Wird neben der Hauptbeschäftigung ein Minijob aufgenommen, sind aus beiden Beschäftigungen Beiträge zur Rentenversicherung zu zahlen. Um Arbeitgeber nicht unnötig zu belasten, entfällt in diesen Fällen die Pflicht zur Abgabe der GKV-Monatsmeldung.   

Eine zumindest rentenversicherungspflichtige Mehrfachbeschäftigung liegt vor, sofern neben einer versicherungspflichtigen Beschäftigung eine weitere geringfügige Beschäftigung vorliegt. Beide Arbeitgeber wären also eigentlich verpflichtet, GKV-Monatsmeldungen abzugeben, da die Entgelte aus beiden Beschäftigungen die Beitragsbemessungsgrenze (BBG) in der Rentenversicherung überschreiten können.

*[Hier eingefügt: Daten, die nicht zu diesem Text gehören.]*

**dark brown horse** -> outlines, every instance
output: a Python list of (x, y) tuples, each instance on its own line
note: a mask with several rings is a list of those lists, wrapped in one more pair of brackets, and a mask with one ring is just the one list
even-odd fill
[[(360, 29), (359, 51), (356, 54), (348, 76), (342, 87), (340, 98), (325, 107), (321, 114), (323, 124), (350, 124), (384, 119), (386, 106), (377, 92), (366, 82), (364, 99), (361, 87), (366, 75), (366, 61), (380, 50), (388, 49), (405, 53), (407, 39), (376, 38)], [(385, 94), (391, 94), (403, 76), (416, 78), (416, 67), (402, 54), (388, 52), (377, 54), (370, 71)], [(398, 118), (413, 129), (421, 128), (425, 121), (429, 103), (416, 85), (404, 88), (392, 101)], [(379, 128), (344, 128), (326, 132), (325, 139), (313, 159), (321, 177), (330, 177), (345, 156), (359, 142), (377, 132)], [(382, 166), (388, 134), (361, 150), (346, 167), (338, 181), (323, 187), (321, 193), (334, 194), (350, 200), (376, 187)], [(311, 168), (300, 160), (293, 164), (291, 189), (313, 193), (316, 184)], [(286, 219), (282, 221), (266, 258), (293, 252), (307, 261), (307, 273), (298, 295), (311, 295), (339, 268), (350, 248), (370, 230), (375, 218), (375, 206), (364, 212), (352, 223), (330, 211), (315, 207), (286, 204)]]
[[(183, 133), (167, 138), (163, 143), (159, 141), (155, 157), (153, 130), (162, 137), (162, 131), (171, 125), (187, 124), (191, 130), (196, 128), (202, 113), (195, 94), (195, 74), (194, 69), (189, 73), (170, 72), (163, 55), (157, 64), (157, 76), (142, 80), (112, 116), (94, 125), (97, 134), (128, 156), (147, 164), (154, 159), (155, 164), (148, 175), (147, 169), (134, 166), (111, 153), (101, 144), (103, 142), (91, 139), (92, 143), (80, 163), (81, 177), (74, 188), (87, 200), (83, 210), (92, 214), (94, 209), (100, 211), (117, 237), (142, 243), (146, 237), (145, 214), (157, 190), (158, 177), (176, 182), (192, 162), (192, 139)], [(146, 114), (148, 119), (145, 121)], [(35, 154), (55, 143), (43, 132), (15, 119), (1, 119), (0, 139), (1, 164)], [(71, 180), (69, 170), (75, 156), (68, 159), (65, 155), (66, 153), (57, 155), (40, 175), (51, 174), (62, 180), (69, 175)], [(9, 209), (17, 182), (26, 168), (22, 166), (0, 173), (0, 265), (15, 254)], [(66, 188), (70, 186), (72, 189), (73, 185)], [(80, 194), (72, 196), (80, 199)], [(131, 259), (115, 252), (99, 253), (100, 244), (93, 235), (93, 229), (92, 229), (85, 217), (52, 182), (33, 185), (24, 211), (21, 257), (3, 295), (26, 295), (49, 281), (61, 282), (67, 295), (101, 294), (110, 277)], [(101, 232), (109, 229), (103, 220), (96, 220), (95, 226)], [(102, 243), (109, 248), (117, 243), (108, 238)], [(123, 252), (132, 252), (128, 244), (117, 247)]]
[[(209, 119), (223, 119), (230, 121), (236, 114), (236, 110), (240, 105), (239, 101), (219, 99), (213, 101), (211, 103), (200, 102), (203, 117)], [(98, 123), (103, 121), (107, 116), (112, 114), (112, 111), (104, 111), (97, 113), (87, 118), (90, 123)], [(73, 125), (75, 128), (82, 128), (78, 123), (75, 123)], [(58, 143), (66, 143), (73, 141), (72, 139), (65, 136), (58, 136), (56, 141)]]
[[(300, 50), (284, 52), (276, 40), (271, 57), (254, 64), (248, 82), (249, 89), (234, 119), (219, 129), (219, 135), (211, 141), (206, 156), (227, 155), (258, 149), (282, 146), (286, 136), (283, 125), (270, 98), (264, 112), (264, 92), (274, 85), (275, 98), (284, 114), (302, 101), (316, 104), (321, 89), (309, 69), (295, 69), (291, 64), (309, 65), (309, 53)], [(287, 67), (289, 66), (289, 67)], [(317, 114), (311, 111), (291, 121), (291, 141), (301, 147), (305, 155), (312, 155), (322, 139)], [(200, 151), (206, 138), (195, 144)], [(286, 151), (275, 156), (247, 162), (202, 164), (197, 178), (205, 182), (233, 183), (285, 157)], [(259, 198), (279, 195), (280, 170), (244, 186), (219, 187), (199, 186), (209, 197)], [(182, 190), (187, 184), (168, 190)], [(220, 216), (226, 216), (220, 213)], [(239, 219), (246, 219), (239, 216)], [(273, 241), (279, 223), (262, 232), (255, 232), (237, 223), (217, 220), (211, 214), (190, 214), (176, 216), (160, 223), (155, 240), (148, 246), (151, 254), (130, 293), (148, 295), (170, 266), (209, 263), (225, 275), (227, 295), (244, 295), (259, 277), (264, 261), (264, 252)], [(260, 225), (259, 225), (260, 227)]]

Es ist hat sich jedoch gezeigt, dass trotz der bestehenden Rentenversicherungspflicht von Minijobs seit Anfang des Jahres die Überschreitung der BBG aufgrund einer Mehrfachbeschäftigung die absolute Ausnahme ist. Die Spitzenorganisationen der Sozialversicherung haben daher entschieden, dass in diesen Fällen keine GKV-Monatsmeldungen abgegeben werden müssen.

RV-Pflicht schon bislang die Ausnahme

Durch die bereits bis zum Jahr 2012 bestehende Option der Rentenversicherungspflicht bei Minijobbern konnte schon bislang die Situation einer rentenversicherungspflichtigen Mehrfachbeschäftigung entstehen. Dies waren in der Praxis aber nur Einzelfälle, in denen Arbeitnehmer im Minijob auf die Rentenversicherungsfreiheit verzichteten und durch die zeitgleiche rentenversicherungspflichtige Hauptbeschäftigung die Beitragsbemessungsgrenze überschritten.

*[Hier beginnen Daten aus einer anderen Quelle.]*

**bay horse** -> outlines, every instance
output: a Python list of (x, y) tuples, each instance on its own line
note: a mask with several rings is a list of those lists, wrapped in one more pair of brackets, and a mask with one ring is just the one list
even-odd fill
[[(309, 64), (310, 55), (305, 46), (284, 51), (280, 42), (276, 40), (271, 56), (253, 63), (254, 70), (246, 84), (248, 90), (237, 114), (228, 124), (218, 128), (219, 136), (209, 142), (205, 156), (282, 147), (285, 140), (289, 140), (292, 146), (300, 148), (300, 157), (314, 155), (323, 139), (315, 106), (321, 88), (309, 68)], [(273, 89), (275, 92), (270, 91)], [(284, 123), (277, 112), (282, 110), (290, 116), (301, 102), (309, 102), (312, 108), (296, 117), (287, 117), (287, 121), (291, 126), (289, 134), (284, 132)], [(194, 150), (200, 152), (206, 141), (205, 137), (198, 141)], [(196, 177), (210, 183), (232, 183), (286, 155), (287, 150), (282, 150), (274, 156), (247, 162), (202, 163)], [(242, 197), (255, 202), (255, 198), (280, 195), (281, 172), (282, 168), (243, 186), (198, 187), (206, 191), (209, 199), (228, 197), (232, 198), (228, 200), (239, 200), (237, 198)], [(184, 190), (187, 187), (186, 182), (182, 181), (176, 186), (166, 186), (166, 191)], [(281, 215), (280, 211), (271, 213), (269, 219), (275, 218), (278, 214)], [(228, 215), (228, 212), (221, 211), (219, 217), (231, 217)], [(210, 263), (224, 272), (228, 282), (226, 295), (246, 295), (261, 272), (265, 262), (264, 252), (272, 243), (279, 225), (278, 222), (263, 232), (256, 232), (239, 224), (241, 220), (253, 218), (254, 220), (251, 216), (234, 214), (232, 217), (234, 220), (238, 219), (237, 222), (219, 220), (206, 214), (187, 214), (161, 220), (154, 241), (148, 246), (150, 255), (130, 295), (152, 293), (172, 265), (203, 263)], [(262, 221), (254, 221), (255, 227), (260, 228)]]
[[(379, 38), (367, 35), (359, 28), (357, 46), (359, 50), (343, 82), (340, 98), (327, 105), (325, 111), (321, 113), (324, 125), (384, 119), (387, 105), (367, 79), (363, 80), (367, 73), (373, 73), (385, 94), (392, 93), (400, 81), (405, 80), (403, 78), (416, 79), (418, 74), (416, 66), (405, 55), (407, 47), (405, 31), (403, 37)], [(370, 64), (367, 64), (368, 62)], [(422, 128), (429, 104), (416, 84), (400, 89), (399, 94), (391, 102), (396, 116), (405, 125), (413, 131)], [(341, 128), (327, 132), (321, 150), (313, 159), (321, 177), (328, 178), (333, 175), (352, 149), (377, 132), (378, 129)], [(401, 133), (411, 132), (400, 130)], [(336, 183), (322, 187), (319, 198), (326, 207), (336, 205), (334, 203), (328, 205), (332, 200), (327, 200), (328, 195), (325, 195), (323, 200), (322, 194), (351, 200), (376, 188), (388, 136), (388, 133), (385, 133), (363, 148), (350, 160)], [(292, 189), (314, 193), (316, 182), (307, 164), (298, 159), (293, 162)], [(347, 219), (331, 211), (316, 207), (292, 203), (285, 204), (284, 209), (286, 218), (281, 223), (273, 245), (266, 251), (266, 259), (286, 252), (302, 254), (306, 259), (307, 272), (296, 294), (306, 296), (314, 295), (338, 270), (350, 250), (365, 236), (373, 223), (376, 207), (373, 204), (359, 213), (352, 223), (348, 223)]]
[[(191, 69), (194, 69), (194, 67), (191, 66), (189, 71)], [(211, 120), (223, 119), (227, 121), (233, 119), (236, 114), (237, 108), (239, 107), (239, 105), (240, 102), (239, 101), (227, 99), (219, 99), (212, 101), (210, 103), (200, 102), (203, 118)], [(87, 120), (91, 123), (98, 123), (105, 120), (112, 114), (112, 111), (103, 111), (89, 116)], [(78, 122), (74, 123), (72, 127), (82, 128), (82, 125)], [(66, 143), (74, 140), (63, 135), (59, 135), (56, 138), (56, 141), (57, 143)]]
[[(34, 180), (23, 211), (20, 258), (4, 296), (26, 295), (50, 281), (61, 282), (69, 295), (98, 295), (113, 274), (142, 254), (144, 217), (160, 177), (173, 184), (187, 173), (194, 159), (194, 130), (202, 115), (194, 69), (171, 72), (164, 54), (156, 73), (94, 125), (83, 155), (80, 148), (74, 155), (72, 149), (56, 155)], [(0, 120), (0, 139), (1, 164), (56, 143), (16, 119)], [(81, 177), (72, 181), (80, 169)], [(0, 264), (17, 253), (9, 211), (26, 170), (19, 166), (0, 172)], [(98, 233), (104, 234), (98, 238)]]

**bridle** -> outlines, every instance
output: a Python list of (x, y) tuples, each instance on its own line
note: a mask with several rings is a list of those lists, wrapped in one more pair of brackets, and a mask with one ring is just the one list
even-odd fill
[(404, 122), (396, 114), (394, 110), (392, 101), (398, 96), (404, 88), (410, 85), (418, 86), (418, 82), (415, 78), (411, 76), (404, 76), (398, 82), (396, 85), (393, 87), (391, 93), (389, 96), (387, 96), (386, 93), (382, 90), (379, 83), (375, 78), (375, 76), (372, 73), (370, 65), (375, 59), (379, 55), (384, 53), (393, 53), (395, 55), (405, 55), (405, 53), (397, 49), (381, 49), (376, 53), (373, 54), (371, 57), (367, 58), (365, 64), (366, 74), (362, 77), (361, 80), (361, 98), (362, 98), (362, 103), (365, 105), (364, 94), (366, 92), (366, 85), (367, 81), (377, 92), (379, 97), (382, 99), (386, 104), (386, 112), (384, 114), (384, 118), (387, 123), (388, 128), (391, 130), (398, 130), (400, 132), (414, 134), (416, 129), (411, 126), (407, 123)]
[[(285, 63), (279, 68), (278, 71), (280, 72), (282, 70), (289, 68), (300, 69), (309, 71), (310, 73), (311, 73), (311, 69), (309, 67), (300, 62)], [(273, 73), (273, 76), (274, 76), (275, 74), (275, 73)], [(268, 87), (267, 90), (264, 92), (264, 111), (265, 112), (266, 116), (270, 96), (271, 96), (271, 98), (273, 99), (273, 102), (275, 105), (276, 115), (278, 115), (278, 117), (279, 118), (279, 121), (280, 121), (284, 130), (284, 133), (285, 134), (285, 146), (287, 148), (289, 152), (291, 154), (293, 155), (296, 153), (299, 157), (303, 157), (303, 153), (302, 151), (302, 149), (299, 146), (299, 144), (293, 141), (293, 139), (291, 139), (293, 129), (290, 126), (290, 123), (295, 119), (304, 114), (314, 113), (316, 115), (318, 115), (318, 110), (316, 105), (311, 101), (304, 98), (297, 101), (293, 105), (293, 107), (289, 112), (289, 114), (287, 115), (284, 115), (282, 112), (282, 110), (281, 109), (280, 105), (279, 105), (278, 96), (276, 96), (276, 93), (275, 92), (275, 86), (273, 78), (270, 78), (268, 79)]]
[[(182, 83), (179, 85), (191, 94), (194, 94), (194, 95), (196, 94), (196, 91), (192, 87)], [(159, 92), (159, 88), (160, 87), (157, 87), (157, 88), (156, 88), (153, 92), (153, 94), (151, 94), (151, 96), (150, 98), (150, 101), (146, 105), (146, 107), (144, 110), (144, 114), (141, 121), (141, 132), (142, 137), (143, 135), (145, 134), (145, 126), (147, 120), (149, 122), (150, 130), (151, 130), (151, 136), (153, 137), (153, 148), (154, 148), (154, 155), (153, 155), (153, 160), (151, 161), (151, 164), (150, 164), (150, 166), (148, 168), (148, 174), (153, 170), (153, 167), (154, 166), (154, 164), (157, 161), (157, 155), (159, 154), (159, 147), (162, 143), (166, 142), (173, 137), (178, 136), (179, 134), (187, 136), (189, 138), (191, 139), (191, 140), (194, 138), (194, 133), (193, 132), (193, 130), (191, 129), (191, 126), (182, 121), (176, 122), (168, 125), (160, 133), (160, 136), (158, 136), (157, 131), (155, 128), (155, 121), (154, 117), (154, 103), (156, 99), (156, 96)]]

Ausnahmeregelung für Minijobs

Insoweit wurde beim Start der GKV-Monatsmeldung am 1.1.2012 die Ausnahmeregelung geschaffen, dass bei einer geringfügigen Beschäftigung keine GKV-Monatsmeldung im Falle einer Mehrfachbeschäftigung abzugeben ist, selbst dann, wenn der Arbeitnehmer auf die Rentenversicherungsfreiheit verzichtet hat.

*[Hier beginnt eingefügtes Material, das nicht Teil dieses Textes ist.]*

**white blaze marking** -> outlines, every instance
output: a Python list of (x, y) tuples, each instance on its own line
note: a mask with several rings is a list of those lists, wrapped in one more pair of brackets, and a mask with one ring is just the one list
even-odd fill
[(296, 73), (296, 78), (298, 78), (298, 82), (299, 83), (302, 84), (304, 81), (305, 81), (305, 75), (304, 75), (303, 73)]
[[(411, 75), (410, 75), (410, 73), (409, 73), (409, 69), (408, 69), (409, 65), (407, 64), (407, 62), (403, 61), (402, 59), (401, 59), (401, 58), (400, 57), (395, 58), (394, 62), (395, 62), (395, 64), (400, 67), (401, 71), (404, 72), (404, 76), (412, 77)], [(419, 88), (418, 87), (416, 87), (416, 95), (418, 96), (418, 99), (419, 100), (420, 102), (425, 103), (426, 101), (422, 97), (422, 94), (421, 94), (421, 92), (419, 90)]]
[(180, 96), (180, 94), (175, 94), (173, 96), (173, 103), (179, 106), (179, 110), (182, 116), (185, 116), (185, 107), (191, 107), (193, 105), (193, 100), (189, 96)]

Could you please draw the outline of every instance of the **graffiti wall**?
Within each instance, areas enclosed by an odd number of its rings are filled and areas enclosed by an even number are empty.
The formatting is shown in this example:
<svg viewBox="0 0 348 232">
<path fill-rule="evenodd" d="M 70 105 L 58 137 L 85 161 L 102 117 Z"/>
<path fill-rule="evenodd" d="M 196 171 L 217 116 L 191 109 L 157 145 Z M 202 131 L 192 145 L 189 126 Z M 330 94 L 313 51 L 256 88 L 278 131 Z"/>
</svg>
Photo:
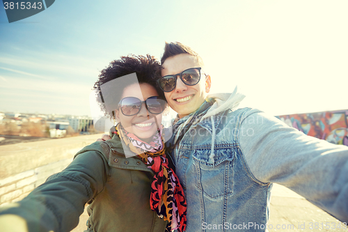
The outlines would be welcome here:
<svg viewBox="0 0 348 232">
<path fill-rule="evenodd" d="M 307 135 L 348 146 L 348 109 L 277 116 Z"/>
</svg>

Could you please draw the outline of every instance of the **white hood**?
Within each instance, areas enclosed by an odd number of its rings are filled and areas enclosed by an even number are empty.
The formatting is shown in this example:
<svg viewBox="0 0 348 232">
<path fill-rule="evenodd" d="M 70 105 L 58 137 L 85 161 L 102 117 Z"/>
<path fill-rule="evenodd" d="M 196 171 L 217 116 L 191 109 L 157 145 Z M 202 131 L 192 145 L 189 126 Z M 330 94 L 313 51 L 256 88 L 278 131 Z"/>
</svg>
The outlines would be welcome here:
<svg viewBox="0 0 348 232">
<path fill-rule="evenodd" d="M 245 98 L 242 93 L 237 92 L 238 87 L 236 86 L 233 93 L 213 93 L 208 95 L 207 98 L 212 98 L 215 100 L 215 102 L 208 110 L 207 114 L 201 118 L 214 116 L 220 112 L 224 111 L 227 109 L 235 109 L 238 107 L 240 102 Z"/>
</svg>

Frage der Ausnahme neu gestellt

Durch die in diesem Jahr eingeführte Rentenversicherungspflicht von Minijobs standen Befürchtungen im Raum: Muss nunmehr von einem massenhaften Anstieg der BBG-Überschreiter ausgegangen werden? Sind Arbeitgeber zu verpflichten, GKV-Monatsmeldungen auch bei Minijobs abzugeben, sofern eine versicherungspflichtige Mehrfachbeschäftigung  vorliegt? Um die GKV-Monatsmeldungen aus der Hauptbeschäftigung und dem Minijob zusammenführen zu können, müsste dann auch ein maschineller Dialog zwischen allen Krankenkassen und der Minijob-Zentrale eingeführt werden.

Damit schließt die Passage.